July 29. On vacation in the deep woods of central Pennsylvania. Near Morris, PA
Mike, Josh, and I arrived home Sunday evening from our trip to Eastern Europe. I have four immediate observations on those two amazing weeks…
1. There still exists in the western world (Eastern Europe, in particular) people (specifically the Roma – gypsies) who are simply untouched by the unspoiled innocence of the Gospel. They are beyond the thoughts of much of the world, despised and avoided because they have a reputation for dishonesty, and are dirty, impoverished, illiterate, and distrusted. There also remains in more modern, affluent countries (like Germany) those who are not despised but whose spiritual darkness is equally desperate and unpenetrated.
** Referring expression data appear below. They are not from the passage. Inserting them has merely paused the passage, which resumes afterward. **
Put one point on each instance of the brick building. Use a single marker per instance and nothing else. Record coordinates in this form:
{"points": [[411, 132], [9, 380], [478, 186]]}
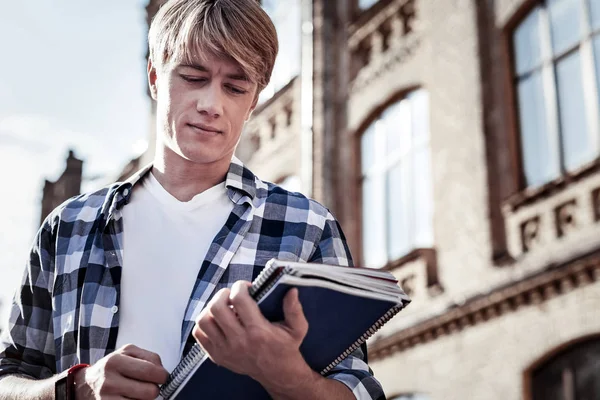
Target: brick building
{"points": [[457, 141], [65, 187]]}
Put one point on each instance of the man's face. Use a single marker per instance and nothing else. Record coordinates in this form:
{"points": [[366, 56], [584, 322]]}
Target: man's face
{"points": [[202, 108]]}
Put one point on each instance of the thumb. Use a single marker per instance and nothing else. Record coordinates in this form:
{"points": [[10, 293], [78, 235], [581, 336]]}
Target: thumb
{"points": [[294, 316]]}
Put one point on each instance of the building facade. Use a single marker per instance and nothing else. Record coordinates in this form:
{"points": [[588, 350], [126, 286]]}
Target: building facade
{"points": [[65, 187], [457, 141]]}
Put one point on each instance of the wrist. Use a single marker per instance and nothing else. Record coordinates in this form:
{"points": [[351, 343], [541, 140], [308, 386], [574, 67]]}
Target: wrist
{"points": [[295, 383], [64, 388]]}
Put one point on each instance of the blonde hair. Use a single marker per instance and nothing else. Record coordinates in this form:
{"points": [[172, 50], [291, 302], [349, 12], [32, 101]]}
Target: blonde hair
{"points": [[188, 30]]}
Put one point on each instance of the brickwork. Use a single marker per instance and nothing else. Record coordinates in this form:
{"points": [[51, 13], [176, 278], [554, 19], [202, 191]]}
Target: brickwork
{"points": [[442, 46], [66, 186]]}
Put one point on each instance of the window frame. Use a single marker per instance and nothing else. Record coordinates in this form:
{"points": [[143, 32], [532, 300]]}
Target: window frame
{"points": [[526, 193], [426, 253], [550, 356]]}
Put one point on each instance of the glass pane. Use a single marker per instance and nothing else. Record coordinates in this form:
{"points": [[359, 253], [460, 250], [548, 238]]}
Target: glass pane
{"points": [[366, 3], [538, 160], [526, 41], [565, 23], [596, 44], [374, 222], [423, 198], [367, 149], [398, 127], [594, 7], [420, 112], [399, 201], [286, 17], [587, 370], [577, 148]]}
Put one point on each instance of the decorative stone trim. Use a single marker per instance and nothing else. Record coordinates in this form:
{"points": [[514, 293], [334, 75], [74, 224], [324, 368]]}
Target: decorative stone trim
{"points": [[533, 290], [382, 40]]}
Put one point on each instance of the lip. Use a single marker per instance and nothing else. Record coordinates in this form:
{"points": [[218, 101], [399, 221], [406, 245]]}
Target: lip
{"points": [[206, 128]]}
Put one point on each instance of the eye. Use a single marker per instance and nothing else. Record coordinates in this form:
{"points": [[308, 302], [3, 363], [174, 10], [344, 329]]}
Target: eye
{"points": [[190, 78], [236, 90]]}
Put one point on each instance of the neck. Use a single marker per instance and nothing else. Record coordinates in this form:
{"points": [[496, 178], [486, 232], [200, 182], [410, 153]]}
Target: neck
{"points": [[184, 179]]}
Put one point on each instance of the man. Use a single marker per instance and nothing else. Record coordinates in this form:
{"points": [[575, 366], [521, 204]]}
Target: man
{"points": [[125, 279]]}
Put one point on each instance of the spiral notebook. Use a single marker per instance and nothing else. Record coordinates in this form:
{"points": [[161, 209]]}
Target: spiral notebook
{"points": [[344, 307]]}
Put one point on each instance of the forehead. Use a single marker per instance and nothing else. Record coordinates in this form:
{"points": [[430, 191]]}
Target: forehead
{"points": [[201, 59]]}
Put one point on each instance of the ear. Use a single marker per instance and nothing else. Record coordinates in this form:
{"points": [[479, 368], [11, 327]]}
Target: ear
{"points": [[252, 107], [152, 79]]}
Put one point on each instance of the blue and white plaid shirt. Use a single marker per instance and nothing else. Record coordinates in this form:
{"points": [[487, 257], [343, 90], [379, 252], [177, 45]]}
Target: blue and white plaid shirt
{"points": [[66, 311]]}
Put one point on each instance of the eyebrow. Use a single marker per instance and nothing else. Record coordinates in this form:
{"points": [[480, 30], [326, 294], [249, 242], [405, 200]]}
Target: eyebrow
{"points": [[238, 76]]}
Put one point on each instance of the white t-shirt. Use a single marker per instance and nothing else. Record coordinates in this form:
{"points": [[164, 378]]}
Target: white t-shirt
{"points": [[165, 242]]}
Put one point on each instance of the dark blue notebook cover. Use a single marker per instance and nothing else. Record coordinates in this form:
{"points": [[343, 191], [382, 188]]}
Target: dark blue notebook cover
{"points": [[336, 321]]}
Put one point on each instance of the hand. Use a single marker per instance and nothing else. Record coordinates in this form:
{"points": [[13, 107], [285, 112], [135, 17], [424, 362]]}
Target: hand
{"points": [[236, 335], [129, 372]]}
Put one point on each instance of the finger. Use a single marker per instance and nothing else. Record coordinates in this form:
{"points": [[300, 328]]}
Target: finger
{"points": [[203, 340], [294, 315], [225, 317], [138, 369], [143, 354], [209, 327], [134, 389], [245, 306]]}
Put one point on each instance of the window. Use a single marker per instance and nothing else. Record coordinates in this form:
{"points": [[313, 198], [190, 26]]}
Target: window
{"points": [[364, 4], [411, 396], [396, 182], [573, 374], [291, 183], [286, 16], [557, 75]]}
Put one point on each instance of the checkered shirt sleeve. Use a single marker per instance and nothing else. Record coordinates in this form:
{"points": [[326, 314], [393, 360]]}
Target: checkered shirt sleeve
{"points": [[27, 347], [353, 371]]}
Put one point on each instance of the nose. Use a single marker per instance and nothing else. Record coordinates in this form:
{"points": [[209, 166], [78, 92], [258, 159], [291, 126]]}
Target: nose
{"points": [[210, 101]]}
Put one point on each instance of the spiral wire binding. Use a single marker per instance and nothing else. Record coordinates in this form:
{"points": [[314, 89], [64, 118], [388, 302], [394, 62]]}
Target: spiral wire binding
{"points": [[257, 291], [376, 326], [181, 372], [195, 355]]}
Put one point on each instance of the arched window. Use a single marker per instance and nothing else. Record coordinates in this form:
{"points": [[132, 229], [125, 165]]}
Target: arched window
{"points": [[557, 80], [286, 16], [397, 202], [411, 396], [573, 374], [363, 4]]}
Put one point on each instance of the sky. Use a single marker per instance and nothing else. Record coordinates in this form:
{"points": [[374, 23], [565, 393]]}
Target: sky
{"points": [[72, 75]]}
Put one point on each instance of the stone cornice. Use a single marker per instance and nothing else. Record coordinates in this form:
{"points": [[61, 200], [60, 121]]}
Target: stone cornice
{"points": [[533, 290]]}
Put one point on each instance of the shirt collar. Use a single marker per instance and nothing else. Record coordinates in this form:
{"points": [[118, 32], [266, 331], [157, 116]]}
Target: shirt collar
{"points": [[239, 178]]}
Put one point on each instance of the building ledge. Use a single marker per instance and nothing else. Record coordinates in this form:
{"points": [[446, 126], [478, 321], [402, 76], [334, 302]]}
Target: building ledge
{"points": [[536, 289]]}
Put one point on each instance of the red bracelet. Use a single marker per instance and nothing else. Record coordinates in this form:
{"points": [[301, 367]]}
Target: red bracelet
{"points": [[71, 380]]}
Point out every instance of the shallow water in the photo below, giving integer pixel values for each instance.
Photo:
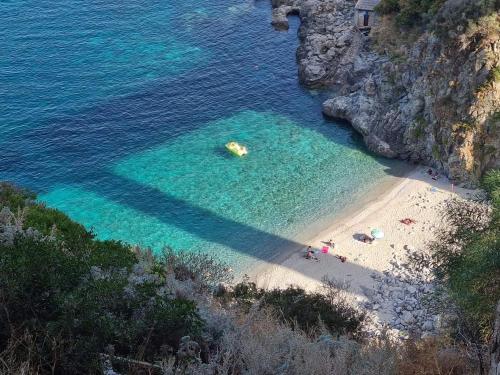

2. Believers who live near these Roma peoples are generally unmoved by the spiritual darkness and physical deprivation that engulfs their villages. In Bible-believing churches in eastern Europe, to invite a Roma to one’s church means everyone else would leave and go elsewhere. In short, it appears that the reaching of the Roma for Jesus will require an imaginative movement of visionary and passionate missionaries who are willing to make joyful sacrifices to see light penetrate darkness. In Germany, on the other hand, the post-Christian environment is enveloped in a blindness that can only be breached through intercessory prayer and sacrificial building of intentional relationships.
3. There are some incredible people expending every ounce of energy and every resource at their disposal to go to difficult places to spread the Gospel because they have a passion for Jesus and a love for people. These soldiers of the faith are Americans, Croats, Serbs, Hungarian, Roma believers, and a host of other nationalities. They speak English (both American and British!), Croatian, German, Hungarian, Roma dialects, and other miscellaneous languages. The Apostle Paul’s multi-ethnic, multi-linguistic world and the team he assembled has nothing on these guys! (Like Paul, one has even been imprisoned for 3 months in a Turkish prison for preaching the Gospel.) These are the heroes, the role models, the ones we should be training our children to admire and emulate.
4. These frontline soldiers of the faith have enormous financial, physical, and spiritual needs that those more fortunate and resourced (like me) can help to meet through generous giving and intercessory prayer. “Outsiders” (like us in America) are strategically positioned with the needed supplies required for the waging of battle in these distant places.
Grateful that so many gave so generously that Mike and Josh and I could have this extraordinary opportunity to have our eyes opened in new ways. Thank you!